L’employeur faisant valoir que les clients chez qui prestait l’intéressée auraient choisi une autre ouvrière ou auraient quitté la société (sauf un), le tribunal relève que ce fait n’est nullement établi. En outre, le préavis a été presté (préavis de 40 jours et 15 semaines) et qu’elle n’a pas été mise en chômage économique pendant cette période, ceci signifiant que son travail était assuré.

Il est également relevé que des offres d’emploi pour des aides ménagères ont été passées par l’employeur deux fois, soit quelques semaines avant la reprise du travail en mi-temps médical et, ensuite, 5 mois plus tard (la société ayant annoncé un engagement à durée indéterminée). Le tribunal en conclut que le manque de travail n’était nullement établi, celui-ci étant d’ailleurs infirmé par les déclarations de la gérante de l’entreprise elle-même.

Il n’y a pas motif économique (dû au manque de travail ou à l’obligation de réduire le personnel) lorsqu’un autre travailleur est engagé en remplacement du travailleur licencié, et ce même pour une rémunération inférieure.

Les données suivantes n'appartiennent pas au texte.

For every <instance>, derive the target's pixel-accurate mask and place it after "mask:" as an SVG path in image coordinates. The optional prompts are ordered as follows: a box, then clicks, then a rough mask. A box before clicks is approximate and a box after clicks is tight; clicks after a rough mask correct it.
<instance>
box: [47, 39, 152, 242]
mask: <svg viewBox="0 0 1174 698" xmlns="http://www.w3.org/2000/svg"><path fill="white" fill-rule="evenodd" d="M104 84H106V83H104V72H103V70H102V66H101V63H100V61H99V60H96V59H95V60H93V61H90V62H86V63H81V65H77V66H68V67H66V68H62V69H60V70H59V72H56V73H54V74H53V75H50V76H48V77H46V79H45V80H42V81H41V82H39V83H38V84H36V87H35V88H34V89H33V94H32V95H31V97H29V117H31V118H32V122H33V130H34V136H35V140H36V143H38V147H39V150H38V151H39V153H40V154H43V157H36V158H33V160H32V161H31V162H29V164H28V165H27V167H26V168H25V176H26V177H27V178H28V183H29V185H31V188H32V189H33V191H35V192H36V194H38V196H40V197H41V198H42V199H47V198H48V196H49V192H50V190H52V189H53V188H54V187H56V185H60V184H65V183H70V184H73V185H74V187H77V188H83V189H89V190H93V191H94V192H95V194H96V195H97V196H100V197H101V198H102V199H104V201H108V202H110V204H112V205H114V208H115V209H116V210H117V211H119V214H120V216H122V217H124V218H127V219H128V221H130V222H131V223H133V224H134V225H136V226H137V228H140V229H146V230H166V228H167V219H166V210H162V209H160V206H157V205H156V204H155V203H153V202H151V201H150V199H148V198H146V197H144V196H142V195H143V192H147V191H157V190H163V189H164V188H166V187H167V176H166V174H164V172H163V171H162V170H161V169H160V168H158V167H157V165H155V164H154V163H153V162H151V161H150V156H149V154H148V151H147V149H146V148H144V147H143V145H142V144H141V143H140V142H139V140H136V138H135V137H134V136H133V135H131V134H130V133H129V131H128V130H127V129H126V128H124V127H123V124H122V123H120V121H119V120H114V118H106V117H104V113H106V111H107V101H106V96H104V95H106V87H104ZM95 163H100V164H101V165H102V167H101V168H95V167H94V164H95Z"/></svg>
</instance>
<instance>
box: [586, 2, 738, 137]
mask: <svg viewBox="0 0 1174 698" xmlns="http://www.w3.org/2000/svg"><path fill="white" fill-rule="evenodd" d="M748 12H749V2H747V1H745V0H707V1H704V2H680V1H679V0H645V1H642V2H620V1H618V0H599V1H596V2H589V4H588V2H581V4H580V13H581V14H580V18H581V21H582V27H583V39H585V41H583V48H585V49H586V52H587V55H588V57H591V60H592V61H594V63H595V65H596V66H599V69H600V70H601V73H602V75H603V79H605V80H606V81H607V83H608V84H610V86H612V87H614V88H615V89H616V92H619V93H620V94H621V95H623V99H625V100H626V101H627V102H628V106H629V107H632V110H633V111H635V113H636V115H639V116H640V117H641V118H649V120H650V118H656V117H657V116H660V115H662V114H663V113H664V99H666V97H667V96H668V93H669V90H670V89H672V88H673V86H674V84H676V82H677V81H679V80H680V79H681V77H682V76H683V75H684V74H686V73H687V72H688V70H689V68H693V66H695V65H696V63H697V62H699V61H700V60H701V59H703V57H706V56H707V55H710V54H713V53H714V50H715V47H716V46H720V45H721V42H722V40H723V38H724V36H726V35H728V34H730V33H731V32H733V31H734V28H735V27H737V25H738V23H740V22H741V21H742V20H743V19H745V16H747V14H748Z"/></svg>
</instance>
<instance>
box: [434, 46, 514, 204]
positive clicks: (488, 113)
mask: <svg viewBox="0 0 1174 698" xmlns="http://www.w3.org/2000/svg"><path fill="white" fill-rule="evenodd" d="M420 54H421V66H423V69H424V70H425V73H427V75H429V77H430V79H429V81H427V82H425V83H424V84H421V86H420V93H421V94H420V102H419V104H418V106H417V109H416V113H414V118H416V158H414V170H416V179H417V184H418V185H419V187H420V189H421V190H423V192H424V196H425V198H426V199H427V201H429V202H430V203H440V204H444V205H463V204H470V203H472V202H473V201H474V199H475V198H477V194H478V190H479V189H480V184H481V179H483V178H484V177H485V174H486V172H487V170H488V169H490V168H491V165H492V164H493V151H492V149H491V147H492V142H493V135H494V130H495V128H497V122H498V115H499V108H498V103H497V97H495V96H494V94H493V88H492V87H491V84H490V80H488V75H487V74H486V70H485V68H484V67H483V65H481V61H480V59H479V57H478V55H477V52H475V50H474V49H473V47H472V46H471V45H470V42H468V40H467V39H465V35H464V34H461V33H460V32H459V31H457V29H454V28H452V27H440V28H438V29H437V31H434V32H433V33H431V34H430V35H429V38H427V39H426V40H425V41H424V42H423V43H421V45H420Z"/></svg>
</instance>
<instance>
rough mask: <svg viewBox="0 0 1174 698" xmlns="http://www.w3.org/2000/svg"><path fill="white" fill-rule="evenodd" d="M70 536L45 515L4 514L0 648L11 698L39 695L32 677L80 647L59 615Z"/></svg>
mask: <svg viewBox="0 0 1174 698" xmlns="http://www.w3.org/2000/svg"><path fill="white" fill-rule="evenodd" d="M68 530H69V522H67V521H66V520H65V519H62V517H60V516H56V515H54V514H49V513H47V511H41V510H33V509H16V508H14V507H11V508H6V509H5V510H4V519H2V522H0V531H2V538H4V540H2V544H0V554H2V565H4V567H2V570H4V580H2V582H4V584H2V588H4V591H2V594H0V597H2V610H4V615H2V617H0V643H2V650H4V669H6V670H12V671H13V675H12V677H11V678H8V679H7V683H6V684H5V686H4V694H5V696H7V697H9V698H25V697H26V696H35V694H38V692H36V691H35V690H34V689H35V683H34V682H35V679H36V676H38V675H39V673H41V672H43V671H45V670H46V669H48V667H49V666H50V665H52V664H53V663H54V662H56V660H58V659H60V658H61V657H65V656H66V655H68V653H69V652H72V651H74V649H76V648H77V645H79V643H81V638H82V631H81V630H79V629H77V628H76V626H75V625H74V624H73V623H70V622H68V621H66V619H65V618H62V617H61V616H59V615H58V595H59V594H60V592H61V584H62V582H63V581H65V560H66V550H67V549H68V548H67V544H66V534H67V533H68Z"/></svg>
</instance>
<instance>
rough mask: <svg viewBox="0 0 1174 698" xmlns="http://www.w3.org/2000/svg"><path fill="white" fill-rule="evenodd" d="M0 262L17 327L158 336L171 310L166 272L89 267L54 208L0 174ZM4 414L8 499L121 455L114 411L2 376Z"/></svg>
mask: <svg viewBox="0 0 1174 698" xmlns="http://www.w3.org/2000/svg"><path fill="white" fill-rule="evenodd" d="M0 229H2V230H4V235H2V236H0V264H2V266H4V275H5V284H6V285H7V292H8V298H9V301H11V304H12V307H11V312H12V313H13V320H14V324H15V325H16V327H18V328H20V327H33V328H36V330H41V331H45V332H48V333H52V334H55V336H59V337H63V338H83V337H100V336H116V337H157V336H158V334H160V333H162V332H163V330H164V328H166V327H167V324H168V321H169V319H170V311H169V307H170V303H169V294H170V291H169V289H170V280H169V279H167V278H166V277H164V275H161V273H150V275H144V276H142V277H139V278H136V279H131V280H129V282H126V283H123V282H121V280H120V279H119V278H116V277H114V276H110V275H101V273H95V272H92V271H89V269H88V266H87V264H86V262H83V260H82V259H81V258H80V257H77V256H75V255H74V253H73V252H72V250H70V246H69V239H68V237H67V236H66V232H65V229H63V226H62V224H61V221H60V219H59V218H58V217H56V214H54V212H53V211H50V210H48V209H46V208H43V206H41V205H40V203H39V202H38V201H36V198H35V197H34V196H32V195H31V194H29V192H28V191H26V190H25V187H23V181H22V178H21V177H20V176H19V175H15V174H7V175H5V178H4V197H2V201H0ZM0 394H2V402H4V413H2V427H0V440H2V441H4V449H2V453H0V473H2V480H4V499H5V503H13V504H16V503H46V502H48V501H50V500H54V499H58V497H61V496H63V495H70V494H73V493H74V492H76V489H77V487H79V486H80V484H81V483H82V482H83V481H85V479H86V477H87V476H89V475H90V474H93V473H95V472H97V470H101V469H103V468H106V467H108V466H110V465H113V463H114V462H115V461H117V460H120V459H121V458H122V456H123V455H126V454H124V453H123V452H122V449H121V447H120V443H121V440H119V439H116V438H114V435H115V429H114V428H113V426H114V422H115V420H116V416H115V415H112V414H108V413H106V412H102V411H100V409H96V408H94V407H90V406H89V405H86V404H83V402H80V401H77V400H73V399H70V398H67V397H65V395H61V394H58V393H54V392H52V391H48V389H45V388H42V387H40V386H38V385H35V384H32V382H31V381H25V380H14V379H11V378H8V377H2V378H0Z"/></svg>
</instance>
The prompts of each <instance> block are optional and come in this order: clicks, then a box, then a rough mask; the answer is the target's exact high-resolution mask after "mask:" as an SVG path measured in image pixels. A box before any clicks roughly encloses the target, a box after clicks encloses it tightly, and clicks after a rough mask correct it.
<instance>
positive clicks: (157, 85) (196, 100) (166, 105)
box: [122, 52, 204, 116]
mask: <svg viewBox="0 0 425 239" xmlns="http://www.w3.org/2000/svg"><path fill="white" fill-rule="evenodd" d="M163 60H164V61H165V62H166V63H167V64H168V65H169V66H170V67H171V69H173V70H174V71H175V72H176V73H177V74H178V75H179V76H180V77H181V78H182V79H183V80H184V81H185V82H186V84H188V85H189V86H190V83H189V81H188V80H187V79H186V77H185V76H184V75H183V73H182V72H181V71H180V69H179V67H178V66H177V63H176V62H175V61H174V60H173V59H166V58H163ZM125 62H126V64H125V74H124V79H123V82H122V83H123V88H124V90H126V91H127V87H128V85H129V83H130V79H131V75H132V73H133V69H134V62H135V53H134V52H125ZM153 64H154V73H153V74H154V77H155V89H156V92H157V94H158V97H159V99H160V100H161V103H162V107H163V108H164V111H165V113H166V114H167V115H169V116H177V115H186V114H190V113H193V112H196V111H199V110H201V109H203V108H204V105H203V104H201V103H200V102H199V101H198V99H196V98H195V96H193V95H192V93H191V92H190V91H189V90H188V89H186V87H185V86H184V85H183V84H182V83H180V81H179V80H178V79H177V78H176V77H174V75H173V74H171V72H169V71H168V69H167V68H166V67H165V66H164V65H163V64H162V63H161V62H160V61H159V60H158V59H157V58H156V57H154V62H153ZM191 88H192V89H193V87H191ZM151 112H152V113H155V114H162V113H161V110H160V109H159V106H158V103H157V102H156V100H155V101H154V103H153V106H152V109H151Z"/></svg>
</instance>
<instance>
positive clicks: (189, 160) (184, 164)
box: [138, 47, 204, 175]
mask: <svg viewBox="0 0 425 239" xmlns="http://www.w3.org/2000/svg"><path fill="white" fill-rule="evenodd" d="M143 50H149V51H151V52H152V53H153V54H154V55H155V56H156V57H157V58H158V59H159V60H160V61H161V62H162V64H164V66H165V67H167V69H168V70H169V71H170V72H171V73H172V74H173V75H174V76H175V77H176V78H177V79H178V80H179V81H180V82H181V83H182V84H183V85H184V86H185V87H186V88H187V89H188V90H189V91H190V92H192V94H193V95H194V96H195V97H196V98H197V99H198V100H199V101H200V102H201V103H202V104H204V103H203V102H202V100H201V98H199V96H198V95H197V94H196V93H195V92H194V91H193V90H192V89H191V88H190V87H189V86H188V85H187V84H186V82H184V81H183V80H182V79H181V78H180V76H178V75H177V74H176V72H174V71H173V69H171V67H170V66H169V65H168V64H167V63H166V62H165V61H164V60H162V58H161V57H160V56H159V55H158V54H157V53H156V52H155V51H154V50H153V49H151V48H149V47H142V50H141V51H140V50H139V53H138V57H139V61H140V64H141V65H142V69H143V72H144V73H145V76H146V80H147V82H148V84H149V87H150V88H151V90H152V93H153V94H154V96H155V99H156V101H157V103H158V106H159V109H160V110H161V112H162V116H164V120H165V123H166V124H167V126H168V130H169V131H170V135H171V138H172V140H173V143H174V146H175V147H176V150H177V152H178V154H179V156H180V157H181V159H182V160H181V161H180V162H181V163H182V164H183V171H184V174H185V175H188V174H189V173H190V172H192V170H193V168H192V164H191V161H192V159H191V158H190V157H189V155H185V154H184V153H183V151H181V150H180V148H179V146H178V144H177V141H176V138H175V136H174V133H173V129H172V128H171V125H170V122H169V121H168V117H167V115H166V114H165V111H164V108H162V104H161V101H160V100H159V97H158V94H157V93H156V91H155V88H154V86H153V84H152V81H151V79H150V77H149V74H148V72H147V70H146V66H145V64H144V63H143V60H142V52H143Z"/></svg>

Renvoyant à de la jurisprudence des cours du travail de Liège et de Bruxelles (C. trav. Liège, 9 septembre 1995, J.T.T., 1995, p. 147 et C. trav. Bruxelles, 27 octobre 2008, J.T.T., 2009, p. 155), le tribunal rappelle le principe selon lequel lorsque les fonctions de l’ouvrier licencié et de celui qui est nouvellement engagé sont identiques, l’employeur ne peut justifier le remplacement vu la possibilité de payer le nouvel engagé moins cher. Il y a, dans cette hypothèse, licenciement abusif.

Il ajoute qu’il en est de même lorsqu’il s’agit de remplacer un ouvrier en C.D.I. par un autre ouvrier en C.D.D.

Le tribunal examine encore le nombre d’heures prestées pendant l’été 2018, époque où des remplacements sont intervenus. Il constate une occupation de 3000 heures, ce qui confirme également l’existence de travail assuré pendant cette période et conclut que, s’il ne lui appartient pas d’apprécier l’opportunité de la mesure de licenciement, il doit cependant contrôler la réalité du motif allégué.

Le licenciement revêt en conséquence un caractère manifestement déraisonnable. La partie demanderesse ayant fixé l’indemnité à 17 semaines et la partie défenderesse n’ayant pas contesté ce montant, c’est donc l’indemnité maximale qui est allouée.

Intérêt de la décision

Dans ce bref jugement, le tribunal rappelle l’essentiel des principes sur la question. Ceux-ci ont été dégagés sous l’empire de l’ancien article 63 L.C.T., qui réservait déjà au juge la possibilité d’exercer un contrôle étendu sur l’existence du motif économique invoqué par l’employeur à la base d’un licenciement.

Les divers principes sont ici rappelés, notamment qu’il n’y a pas motif économique lorsqu’il est établi que le travail était assuré, lorsque l’employeur a placé des offres d’emploi en vue de recruter des travailleurs exerçant les mêmes fonctions et, tout particulièrement, lorsque l’employeur ferait valoir comme motif économique le coût du travail lui-même, coût qui serait inférieur si des travailleurs plus jeunes étaient engagés en remplacement de travailleurs plus âgés.

Ce motif (coût du travail) été critiqué de longue date, dans la mesure où il est en contradiction manifeste avec les conventions collectives de travail, qui réservent généralement une rémunération plus élevée à l’ancienneté (et donc ainsi indirectement à l’âge – même si ce critère ne peut être retenu en tant que tel) du travailleur concerné.

Le tribunal rappelle encore que le remplacement du travailleur « par la suite » est suspect, puisqu’il vient contredire un constat d’absence du travail. Le tribunal ne fixe ici aucun délai. Rappelons que ce délai doit être raisonnable, étant entendu par ailleurs que l’on ne peut faire abstraction de la circonstance que la société soit revenue à meilleure fortune quelque temps après une période de « vaches maigres ».

Ces situations sont examinées en fait.